Y llegó el día. Y allí me planté con mi libro y el bolígrafo. La sesión, que fue una conversación preparada, duró una hora. El Nobel dio muestras de mantener una lucidez y unos reflejos casi intactos. Eso sí, al cabo de una hora se le notaba cansado, algo más espeso a la hora de elaborar su discurso. Cuando terminó el acto, comprendí que aquella era la ocasión idónea. Supe también que era muy improbable que se repitiera. El elegido grupo del auditorio lo componían hombres y mujeres que miraban de forma reverencial al Nobel, pero que, al mismo tiempo, intentaban tratarlo de colega. Era evidente que nadie le iba a pedir una firma. Habría parecido un gesto descortés y mundano. Así que a esa descortesía mundana me entregué y, cuando el Nobel abandonaba la sala con paso lento y empezaba a bajar las escaleras, me acerqué mucho a él, le expliqué lo mucho que lo admiraba y situé el libro abierto y el bolígrafo muy cerca de su mano derecha. No tuvo escapatoria. Alzó la vista para ver quién era el intruso y firmó en el libro como quien firma un recibí. Me pareció que algunos patronos de la fundación me observaban con envidia o con odio —tal vez con ambas cosas—. Estuve a punto de caerme por las escaleras. Solo lo evitó un bedel que pareció preocupado por mí y por el Nobel, al que casi atropellé en mi amago de caída.
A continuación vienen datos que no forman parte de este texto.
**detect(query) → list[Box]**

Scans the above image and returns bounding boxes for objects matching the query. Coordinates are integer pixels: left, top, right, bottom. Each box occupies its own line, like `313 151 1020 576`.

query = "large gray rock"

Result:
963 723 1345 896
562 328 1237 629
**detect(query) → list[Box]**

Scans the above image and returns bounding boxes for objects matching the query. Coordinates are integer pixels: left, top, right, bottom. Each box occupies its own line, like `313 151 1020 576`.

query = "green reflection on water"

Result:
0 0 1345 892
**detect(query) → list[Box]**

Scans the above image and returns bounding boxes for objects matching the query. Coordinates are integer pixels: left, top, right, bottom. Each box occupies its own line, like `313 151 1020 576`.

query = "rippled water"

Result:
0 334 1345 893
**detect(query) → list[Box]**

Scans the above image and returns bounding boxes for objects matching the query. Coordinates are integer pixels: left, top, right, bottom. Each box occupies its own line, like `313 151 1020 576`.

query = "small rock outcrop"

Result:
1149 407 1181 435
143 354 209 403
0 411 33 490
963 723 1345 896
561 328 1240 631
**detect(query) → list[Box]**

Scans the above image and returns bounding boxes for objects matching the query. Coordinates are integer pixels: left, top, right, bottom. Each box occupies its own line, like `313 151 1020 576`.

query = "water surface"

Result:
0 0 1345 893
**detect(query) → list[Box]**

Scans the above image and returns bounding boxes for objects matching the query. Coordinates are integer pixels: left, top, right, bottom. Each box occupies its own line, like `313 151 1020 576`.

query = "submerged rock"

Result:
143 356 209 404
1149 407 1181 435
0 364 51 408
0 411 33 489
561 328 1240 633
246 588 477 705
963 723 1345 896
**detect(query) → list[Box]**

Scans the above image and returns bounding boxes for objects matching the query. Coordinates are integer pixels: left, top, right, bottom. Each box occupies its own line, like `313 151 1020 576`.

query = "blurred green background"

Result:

Tengo el libro firmado. Lo he guardado siempre con cuidado y de vez en cuando lo miraba para recordar la escena. Aunque, mientras escribo estas líneas, me doy cuenta de que sería más oportuno cambiar el tiempo del verbo. Tenía el libro firmado. Sé que siempre lo cuidé. Sin embargo, en mi última e inesperada mudanza no he sido capaz de encontrarlo por ningún sitio. Sirva por tanto este cuento como llamamiento para recuperar el libro firmado. Si alguien lo encuentra, lo reconocerá porque la firma del Nobel tiene el trazo inseguro de quien ha sido sorprendido en unas escaleras y teme ser atropellado por un tipo que le dice lo mucho que lo admira.